‘Philip Glass: Combining Multiple White Passions Into A Single Artist’

Coming in at #108 on the Stuff White People Like list is: classical music.

The piece picks up speed as it goes along and is well worth a full read. Here are some highlights:

“If a white person starts talking to you about classical music, it’s essential that you tread very lightly. This is because white people are all petrified that they will be exposed as someone who has only a moderate understanding of classical music. When a white person encounters another white person who actually enjoys classical music (exceptionally rare), it is often considered to be one of the most traumatic experiences they can go through.

“Really? Beethoven’s 5th Symphony….that’s your favorite.”
“um, no, I mean…”
“You sure it’s not Pachebel’s Canon?”
“well, ah, I like that, ah, song”
“sigh, of course you do.”

Even the possibility of this conversation happening is enough to scare white people into attending up to (but no more than) two performances in any given classical season. Therefore it is essential that even if you possess a massive amount of knowledge about classical music, do not share it with a white person regardless of how much they profess to love it.

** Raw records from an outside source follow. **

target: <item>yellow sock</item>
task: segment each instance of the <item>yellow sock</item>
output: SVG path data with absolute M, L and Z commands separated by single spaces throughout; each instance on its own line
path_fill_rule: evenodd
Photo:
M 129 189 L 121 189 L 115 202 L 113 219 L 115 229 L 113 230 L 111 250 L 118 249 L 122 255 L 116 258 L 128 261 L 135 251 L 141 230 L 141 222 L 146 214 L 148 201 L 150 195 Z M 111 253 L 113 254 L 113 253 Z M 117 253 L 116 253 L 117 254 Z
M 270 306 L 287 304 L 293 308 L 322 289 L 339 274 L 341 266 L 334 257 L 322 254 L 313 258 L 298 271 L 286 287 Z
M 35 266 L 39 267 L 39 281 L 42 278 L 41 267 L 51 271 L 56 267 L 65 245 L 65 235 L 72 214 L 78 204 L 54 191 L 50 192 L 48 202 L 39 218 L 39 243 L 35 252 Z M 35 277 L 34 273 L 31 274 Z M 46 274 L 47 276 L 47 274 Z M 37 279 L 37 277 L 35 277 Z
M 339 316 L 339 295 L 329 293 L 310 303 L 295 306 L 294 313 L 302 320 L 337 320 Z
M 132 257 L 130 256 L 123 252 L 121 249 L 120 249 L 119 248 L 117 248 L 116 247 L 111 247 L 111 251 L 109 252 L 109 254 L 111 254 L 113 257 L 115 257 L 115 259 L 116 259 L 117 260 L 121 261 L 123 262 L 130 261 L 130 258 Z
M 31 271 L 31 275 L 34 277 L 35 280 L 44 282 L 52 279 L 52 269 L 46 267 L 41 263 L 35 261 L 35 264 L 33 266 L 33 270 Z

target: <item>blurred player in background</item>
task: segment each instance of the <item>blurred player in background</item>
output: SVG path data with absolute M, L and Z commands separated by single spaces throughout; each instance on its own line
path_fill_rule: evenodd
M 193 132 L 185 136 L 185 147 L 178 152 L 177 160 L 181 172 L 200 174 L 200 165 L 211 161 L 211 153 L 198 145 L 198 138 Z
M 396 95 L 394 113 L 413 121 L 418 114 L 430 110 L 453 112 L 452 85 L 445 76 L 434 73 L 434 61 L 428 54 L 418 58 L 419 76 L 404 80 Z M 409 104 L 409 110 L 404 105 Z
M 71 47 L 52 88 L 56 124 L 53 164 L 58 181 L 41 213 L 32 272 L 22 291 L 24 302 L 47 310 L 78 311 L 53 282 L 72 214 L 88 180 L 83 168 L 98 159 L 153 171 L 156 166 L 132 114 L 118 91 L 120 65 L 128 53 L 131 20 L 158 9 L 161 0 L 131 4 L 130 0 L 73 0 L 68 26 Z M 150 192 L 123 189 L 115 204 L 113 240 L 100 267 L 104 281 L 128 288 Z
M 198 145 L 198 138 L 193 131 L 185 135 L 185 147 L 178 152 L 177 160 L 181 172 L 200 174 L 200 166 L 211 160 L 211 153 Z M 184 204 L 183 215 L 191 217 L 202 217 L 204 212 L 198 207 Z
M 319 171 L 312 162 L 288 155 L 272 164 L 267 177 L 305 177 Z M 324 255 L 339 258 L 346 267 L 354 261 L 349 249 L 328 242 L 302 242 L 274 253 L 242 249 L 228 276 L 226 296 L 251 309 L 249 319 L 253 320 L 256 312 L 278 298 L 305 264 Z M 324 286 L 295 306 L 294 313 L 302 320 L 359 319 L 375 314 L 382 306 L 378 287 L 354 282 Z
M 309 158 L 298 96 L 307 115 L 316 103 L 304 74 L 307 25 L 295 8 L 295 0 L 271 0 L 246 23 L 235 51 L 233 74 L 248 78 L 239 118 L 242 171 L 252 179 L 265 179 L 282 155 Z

It’s a recipe for disaster and shame.

As a defense mechanism against the possibility of being called out for a lack of familiarity with the early works of Antonin Dvorak, white people have started to list more contemporary composers as their favorites. Of course, the easiest way for them to do this is to choose composers with music that appears in independent films. Knowing these composers is almost a golden ticket into making white people think you are smart, but not TOO smart.

The first, of course, is Philip Glass. Not only does he have one of the best last names a white person can have, but he writes music used in smart documentaries. Thus combining multiple white passions into a single artist.

The second, and slightly more obscure, is…” [go read the rest]


  1. Miss Mussel

    I did have a quick scan of them when I first read the original post. There are the usual suspects on either side of the divide but they haven’t yet managed to stamp out all the bits of wit.

  2. Maurizio

    I’ve read the post and also added a comment…

    Interesting: at least I have seen that not only in Italy you may find people speaking (or writing, in this case) just because they have a mouth…..
    But the connections with relevant, possible, brain must be quickly re-checked

  3. Miss Mussel

    I’m wondering if perhaps the humour is not translating across the ocean in this case. I suspect classical music fans are viewed differently in the birthplace of opera than they are in a country that gave the world hamburgers and baseball.